IPP: no resentencing mechanism for the 2,400 people still imprisoned on an abolished sentence
Imprisonment for Public Protection was abolished in 2012 but not retrospectively. Over 2,400 people remain in prison on IPP sentences; 1,012 had never been released as of 31 March 2025, many held years or decades past short tariffs. The Justice Committee recommended a resentencing exercise in 2022; successive governments refused, including the current one (ministers Dakin and Timpson, while calling IPP 'a stain on our justice system'). The Victims and Prisoners Act 2024 and Sentencing Act 2026 shortened licence periods, helping those already released, not the unreleased. Lord Woodley's private member's bill requiring resentencing within 24 months reached Lords committee in July 2025 without government support. In January 2026 the UN special rapporteur on torture urged judicial reconsideration of all IPP sentences. UNGRIPP, the Prison Reform Trust and the Howard League campaign, but only legislation can resentence.
This is the UK's largest ongoing acknowledged injustice: people imprisoned indefinitely under a sentence Parliament abolished fourteen years ago, with self-harm and suicide rates far above average. Licence tweaks cannot help the never-released. Each year without a mechanism, more IPP prisoners die in custody than are steadily released.

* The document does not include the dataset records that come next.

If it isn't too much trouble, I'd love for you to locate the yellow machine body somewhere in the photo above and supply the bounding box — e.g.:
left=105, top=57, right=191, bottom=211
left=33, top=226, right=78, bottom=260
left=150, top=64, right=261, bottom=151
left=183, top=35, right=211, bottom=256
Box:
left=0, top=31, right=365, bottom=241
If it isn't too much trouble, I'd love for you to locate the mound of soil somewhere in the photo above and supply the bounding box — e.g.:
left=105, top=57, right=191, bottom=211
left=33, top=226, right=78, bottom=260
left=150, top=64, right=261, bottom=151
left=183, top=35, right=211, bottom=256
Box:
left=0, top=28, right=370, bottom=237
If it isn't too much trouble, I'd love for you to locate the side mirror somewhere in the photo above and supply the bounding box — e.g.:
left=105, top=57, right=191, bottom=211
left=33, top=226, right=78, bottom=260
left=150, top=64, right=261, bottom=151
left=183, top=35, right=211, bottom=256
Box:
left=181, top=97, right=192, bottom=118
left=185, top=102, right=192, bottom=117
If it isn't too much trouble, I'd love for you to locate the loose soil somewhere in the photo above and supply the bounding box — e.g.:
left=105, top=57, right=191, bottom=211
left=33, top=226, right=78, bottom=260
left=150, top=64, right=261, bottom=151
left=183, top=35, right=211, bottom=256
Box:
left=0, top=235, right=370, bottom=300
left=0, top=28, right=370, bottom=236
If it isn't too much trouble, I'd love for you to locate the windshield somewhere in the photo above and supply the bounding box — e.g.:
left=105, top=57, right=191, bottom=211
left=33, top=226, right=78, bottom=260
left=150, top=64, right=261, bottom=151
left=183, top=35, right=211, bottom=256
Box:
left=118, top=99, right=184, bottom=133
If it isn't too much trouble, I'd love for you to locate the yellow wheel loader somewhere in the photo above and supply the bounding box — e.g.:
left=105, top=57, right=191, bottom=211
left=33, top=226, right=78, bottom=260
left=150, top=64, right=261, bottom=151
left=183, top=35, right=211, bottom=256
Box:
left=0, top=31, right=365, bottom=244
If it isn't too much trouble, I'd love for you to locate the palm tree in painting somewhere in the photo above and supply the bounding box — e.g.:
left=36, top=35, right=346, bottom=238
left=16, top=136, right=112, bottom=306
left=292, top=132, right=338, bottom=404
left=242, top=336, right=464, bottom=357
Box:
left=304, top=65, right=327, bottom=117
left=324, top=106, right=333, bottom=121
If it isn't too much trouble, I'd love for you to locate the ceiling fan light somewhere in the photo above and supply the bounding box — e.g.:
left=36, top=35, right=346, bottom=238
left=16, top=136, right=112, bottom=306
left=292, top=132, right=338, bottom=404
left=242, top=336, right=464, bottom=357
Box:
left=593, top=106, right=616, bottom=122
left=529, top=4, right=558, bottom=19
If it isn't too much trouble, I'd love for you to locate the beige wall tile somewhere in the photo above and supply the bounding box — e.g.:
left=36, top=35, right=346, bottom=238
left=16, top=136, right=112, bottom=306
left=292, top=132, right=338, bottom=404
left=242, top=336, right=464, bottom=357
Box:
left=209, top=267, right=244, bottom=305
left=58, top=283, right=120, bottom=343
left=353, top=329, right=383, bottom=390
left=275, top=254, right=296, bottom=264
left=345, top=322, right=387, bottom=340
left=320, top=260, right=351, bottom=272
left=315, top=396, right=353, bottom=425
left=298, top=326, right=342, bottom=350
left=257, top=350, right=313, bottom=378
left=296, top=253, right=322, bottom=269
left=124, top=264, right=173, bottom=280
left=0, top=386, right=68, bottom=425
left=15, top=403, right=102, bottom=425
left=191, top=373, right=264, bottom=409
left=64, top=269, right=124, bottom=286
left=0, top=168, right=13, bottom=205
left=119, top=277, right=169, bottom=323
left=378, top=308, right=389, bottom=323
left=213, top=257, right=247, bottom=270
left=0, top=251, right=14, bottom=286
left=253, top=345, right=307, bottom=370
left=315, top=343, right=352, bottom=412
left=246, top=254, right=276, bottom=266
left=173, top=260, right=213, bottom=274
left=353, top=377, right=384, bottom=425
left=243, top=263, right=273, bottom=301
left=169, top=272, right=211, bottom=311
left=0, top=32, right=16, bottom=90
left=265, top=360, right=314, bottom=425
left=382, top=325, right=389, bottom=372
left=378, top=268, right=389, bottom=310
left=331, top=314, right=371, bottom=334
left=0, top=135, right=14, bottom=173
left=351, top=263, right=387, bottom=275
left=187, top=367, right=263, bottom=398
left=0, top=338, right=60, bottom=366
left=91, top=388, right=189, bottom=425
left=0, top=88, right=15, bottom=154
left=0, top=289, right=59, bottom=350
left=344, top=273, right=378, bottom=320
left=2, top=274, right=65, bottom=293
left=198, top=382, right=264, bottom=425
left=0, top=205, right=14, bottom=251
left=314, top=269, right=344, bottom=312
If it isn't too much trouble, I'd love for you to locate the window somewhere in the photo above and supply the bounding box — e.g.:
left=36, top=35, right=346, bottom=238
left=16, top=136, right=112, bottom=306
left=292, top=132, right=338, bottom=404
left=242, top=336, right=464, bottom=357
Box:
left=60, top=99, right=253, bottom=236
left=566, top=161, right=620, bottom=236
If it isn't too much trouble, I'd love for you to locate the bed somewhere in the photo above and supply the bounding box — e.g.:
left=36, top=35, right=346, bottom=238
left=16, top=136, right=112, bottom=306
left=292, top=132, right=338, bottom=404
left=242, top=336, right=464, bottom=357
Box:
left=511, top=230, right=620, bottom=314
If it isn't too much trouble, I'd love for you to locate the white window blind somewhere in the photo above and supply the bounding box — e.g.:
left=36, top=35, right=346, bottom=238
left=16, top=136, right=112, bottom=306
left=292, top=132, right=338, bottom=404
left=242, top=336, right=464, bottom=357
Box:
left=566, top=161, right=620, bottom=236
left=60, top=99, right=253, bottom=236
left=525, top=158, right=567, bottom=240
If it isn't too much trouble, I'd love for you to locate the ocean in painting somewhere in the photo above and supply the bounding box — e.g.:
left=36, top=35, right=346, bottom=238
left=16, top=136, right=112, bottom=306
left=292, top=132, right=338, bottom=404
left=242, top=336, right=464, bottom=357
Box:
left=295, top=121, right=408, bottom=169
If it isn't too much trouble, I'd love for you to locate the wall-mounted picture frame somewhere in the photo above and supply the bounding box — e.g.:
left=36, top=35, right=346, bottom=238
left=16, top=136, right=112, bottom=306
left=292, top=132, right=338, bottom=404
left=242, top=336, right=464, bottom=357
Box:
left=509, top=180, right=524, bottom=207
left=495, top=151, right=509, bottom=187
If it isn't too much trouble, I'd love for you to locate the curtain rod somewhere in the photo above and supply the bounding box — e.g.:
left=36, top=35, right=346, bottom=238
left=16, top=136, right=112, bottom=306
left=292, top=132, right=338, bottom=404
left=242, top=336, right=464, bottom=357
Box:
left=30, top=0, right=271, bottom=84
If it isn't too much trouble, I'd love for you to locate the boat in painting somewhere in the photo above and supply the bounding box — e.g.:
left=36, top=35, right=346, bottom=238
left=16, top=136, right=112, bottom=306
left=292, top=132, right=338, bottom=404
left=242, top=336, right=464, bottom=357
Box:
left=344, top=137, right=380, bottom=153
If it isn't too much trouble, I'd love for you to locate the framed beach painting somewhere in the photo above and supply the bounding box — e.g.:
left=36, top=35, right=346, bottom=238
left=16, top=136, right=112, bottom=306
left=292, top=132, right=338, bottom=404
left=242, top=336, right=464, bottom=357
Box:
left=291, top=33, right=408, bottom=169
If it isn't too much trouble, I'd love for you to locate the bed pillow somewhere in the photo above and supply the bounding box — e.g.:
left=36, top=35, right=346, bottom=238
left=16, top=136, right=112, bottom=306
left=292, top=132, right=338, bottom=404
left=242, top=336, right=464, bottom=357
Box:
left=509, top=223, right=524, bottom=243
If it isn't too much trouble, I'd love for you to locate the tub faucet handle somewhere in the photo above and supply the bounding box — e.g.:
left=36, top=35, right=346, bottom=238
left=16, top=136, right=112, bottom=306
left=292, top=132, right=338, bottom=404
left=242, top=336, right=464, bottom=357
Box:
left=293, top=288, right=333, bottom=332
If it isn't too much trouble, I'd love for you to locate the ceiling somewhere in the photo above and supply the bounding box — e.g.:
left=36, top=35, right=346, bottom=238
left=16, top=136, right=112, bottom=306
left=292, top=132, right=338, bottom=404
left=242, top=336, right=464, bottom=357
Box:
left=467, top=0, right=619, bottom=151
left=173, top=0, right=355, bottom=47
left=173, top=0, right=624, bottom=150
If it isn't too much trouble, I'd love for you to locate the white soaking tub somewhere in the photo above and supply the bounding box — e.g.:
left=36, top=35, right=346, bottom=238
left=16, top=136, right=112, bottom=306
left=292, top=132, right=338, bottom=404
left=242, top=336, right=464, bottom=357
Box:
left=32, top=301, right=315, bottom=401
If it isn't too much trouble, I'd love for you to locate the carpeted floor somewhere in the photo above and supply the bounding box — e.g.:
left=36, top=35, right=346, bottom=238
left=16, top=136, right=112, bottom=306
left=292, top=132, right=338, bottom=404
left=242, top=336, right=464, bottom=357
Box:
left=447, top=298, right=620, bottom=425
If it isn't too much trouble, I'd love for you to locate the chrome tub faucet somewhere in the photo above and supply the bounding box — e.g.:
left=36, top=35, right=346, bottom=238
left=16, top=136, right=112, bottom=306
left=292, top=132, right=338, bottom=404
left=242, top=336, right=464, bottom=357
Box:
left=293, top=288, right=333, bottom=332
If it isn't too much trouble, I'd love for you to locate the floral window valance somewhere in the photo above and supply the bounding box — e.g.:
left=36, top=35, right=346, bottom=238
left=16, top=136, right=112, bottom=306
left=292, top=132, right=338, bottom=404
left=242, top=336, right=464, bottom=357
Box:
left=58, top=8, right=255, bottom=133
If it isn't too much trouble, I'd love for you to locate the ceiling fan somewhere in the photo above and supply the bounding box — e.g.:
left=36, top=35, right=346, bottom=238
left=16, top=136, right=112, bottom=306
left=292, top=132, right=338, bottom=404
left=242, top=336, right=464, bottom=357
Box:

A statutory resentencing exercise designed by an expert committee (the Justice Committee's 2022 model), phased to start with never-released post-tariff prisoners, with judicial discretion to impose determinate equivalents plus enhanced supervision, deliverable as amendments to the next criminal justice bill or the Woodley bill given government time.
// State-led: Instrument: resentencing legislation; Woodley bill given government time or amendments to the next criminal justice bill.
thousands remain imprisoned indefinitely on a sentence abolished fourteen years ago, dying in custody, while only legislation can resentence and a live private member's bill lacks government backing.